Y-Yeah. Yeah! Sure it is, Satch! Sure it is!
Pearls Of Wisdom ESPN's (collective groan) Andy Katz breaks down the various incidents that eventually led to the firing of Bruce Pearl as the Tennessee men's basketball head coach, and in doing so gives me a bit of a cold sweat. One thing that I want to make absolutely clear is that I do not think that Jim Tressel is nearly as dirty of a coach as Bruce Pearl was/is. But I will say this: even despite the incredibly egregious NCAA violations that Pearl had committed, the University of Tennessee initially stood by their man and dismissed firing him to be a possibility.
However, what appeared to be the final straw was a non-NCAA related incident where a student violated a substance abuse policy, and was held out of several games, but owing to an injury rather than a violation. Take note, Buckeye fans. That was all it took for the UT athletic department to turn on Bruce Pearl. If you want Jim Tressel to keep his job, pray that something similar doesn't come to light in the coming weeks and months.
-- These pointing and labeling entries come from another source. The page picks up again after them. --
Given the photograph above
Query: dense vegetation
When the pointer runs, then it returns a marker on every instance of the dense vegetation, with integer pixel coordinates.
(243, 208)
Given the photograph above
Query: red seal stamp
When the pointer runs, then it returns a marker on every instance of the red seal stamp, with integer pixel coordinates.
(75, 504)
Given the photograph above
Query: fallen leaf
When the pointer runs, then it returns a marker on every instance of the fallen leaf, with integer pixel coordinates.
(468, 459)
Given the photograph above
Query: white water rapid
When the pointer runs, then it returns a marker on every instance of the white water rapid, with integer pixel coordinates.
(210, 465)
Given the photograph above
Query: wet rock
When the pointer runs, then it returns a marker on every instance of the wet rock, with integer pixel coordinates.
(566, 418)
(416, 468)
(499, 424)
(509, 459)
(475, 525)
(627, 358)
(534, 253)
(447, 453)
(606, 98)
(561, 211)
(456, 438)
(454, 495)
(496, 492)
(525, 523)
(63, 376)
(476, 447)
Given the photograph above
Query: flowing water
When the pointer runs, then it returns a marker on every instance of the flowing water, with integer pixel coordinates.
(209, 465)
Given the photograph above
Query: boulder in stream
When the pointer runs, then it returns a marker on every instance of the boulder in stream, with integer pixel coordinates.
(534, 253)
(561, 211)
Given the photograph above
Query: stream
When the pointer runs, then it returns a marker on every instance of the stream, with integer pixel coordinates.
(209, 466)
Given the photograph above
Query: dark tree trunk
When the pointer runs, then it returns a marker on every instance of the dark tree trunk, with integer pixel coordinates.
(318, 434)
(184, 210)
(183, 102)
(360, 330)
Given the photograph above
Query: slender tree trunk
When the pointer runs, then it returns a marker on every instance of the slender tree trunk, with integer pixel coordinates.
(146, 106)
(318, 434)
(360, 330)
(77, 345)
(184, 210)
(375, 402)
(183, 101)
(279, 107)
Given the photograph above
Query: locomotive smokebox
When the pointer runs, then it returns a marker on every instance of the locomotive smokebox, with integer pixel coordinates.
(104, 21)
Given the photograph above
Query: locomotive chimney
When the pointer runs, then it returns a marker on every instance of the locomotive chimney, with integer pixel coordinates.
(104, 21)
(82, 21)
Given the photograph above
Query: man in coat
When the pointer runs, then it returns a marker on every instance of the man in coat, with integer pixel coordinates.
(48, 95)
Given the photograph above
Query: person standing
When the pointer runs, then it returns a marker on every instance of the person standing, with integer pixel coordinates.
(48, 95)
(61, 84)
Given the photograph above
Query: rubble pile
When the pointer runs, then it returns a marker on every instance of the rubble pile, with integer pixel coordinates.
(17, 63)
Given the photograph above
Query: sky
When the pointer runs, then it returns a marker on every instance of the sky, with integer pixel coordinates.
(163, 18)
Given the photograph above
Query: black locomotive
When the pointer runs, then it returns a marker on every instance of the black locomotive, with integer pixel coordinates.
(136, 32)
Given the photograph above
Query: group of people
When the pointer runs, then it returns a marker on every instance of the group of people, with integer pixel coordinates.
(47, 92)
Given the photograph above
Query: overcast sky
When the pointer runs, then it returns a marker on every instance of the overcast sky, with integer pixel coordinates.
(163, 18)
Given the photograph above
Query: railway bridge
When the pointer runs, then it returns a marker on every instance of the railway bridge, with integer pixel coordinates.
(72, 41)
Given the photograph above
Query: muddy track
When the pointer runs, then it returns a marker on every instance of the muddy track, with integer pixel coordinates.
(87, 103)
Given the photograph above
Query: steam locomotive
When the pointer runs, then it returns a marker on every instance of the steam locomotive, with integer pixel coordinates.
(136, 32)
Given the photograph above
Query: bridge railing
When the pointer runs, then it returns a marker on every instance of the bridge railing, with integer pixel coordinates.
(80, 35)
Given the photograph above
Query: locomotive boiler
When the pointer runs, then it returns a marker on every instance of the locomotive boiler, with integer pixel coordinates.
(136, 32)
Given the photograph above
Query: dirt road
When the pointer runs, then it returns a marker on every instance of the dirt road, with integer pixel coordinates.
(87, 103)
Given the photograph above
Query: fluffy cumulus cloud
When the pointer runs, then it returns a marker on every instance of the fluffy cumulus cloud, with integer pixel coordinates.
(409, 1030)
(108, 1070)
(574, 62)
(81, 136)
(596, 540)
How Can You Not Love A Man Named Shaka? VCU making a historic run to the Final Four is pretty terrific for a lot of reasons. First, it made Dick Vitale really, really angry. That should honestly be reason enough, but as an added benefit we now have the possibility of an 11 seed winning a national championship in something, the opportunity to watch America's coolest basketball coach, Shaka Smart, go insane for a couple of hours every time his team is on the court, and since we no longer have a dog in the fight, we can root for complete chaos with total abandon. The Wall Street Journal has nicely provided a breakdown of the great story that is VCU, and as a side benefit you do not have to make a Sophie's Choice esque decision on whether or not to read said article or leave it for another month.
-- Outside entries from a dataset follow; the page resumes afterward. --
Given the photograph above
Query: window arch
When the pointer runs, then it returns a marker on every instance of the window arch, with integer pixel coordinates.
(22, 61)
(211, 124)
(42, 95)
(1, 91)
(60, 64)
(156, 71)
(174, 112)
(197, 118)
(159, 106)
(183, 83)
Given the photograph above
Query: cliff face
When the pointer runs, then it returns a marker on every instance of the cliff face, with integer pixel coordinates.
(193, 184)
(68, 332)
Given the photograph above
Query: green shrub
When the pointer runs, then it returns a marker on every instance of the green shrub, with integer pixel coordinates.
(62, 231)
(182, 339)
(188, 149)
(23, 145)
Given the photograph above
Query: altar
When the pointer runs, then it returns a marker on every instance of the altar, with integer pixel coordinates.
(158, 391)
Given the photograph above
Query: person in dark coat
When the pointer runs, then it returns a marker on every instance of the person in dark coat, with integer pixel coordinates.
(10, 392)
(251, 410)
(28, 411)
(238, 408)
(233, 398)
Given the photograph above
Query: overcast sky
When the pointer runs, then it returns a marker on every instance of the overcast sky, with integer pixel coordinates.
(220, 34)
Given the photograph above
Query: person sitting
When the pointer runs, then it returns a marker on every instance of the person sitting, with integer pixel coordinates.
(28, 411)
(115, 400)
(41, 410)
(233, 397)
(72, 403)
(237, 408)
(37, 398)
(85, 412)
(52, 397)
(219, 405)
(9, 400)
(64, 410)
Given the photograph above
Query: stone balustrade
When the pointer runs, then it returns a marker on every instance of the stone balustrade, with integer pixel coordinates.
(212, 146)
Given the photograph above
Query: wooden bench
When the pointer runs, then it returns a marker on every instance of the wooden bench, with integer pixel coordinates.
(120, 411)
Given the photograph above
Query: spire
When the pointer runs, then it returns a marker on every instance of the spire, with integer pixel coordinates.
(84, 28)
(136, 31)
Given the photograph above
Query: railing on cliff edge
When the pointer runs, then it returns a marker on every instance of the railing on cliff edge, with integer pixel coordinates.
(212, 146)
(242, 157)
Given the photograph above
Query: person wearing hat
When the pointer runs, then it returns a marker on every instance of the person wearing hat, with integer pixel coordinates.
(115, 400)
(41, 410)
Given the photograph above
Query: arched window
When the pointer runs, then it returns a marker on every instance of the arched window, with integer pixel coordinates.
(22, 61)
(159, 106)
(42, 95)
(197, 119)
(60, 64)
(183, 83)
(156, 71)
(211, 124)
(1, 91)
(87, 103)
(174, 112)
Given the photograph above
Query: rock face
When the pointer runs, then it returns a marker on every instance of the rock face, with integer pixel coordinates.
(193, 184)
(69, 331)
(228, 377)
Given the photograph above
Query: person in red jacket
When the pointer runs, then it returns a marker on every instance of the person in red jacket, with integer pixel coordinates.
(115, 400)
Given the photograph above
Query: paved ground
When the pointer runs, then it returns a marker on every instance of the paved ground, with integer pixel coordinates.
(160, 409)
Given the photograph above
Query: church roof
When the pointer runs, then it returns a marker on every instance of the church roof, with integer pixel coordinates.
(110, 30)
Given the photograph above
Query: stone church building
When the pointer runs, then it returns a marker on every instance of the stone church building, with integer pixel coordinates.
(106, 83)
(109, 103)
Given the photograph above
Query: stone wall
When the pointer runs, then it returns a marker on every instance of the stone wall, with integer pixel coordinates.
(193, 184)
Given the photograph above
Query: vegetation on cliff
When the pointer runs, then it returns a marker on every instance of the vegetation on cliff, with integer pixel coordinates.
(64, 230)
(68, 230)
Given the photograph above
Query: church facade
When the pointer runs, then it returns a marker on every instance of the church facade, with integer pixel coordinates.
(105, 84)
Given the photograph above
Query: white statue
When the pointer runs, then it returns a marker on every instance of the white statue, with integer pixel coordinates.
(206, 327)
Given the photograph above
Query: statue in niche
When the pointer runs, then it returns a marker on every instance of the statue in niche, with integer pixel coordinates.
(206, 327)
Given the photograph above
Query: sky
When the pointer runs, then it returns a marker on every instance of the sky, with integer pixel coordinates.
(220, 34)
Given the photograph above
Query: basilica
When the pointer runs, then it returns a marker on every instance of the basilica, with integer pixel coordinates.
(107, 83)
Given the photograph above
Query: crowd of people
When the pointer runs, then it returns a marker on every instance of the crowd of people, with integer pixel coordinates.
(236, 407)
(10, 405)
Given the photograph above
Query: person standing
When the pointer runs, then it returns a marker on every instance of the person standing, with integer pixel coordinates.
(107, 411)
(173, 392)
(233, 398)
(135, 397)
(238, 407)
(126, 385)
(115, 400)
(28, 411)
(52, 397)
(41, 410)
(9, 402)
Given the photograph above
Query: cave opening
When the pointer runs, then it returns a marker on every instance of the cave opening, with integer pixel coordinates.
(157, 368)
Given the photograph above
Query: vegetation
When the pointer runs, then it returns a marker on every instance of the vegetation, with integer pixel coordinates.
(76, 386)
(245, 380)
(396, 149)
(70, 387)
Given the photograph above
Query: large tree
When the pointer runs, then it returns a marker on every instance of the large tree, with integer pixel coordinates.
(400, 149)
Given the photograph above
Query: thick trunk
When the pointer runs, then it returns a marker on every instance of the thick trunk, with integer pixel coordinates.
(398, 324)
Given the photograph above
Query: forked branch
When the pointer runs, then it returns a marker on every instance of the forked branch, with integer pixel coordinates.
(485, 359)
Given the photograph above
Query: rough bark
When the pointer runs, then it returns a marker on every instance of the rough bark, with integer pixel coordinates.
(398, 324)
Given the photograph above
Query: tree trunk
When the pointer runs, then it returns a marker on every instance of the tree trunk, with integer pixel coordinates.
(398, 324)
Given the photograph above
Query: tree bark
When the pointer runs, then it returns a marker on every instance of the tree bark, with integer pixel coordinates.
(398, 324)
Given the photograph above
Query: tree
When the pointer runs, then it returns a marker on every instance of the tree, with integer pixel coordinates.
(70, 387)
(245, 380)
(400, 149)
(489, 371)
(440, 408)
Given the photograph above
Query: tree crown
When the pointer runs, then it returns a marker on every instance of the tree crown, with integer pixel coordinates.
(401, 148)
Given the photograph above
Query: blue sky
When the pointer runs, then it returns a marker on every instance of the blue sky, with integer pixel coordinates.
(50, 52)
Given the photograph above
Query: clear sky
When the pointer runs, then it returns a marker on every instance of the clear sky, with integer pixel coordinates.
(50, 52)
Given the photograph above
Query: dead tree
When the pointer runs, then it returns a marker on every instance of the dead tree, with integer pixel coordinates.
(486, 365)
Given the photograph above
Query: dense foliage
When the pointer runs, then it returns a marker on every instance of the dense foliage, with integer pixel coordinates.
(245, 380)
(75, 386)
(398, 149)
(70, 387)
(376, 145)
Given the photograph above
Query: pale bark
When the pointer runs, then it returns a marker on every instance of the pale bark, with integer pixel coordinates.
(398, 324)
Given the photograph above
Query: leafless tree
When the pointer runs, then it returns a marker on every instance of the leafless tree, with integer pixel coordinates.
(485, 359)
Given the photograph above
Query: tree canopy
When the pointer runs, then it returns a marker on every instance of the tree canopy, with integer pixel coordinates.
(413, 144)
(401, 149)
In Which We Make Fun Of The Gopher's New Football Coach Some people have raised a skeptical eyebrow to new Minnesota football coach Jerry Kill's coaching techniques. To wit:
Kill made an example of cornerback Michael Carter for an undisclosed reason, making him sit out practice to do a strenuous workout while wearing a shirt that said, "I let my teammates down" and "Minnesota Lophers."
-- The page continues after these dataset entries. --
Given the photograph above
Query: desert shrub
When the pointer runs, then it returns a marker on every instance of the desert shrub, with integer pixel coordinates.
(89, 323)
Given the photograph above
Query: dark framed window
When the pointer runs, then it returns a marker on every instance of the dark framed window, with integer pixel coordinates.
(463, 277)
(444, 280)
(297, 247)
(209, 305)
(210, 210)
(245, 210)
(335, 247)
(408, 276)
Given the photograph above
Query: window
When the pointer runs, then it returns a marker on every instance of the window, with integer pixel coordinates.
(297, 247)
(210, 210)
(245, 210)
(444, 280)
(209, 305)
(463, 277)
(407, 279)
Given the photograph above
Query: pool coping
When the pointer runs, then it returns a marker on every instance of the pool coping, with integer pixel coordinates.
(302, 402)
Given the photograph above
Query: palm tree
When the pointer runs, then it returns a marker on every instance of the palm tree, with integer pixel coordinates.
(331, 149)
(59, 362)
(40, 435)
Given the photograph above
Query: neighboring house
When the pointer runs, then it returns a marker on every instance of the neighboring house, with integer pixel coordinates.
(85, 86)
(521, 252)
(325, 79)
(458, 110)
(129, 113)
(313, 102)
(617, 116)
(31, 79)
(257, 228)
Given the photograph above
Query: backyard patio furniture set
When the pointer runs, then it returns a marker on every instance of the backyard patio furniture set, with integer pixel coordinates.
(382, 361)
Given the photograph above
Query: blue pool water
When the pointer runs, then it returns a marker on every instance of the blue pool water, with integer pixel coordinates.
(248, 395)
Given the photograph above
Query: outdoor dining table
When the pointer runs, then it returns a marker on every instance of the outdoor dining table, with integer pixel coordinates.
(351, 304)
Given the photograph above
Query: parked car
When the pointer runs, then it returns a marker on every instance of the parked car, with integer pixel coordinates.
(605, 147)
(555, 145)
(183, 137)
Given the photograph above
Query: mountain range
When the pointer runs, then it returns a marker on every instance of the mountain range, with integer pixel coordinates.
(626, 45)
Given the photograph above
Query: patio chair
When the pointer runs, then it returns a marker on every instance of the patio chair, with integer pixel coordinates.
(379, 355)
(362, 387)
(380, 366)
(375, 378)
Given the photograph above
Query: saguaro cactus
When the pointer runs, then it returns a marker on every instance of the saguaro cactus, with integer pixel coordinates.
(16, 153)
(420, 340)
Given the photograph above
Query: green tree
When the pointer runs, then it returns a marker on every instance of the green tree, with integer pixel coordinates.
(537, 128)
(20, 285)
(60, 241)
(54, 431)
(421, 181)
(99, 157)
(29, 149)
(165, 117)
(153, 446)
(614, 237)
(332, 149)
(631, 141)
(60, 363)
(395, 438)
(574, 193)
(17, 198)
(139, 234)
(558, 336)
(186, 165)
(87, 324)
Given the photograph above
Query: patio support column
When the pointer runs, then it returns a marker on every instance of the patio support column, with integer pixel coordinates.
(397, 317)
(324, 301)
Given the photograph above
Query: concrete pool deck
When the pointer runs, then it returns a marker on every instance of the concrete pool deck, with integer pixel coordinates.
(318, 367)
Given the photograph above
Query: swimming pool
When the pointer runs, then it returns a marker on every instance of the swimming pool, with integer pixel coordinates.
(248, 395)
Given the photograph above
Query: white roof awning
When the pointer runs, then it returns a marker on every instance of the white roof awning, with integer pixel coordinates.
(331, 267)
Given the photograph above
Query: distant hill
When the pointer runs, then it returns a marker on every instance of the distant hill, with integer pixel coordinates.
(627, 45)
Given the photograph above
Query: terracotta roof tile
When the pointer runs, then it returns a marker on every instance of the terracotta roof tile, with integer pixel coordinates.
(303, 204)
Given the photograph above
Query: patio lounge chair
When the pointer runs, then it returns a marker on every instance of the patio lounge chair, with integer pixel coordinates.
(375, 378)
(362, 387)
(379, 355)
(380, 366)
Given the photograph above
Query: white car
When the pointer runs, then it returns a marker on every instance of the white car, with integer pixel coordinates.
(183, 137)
And yes, to many that may seem childish and silly and perhaps not a great way to endear yourself to young men in their late teens and early twenties, but on the other hand...
But he also sprinted up to players to reward great effort by patting them on the backside, telling them, "Good job."
See? Jerry Kill. Great coach.
Not To Pile On, But... Here are 1760 words about how the BCS is better than March Madness, as explained to us by The Daily Gopher, using prose that is Ayn Randian in both content and length. Have fun!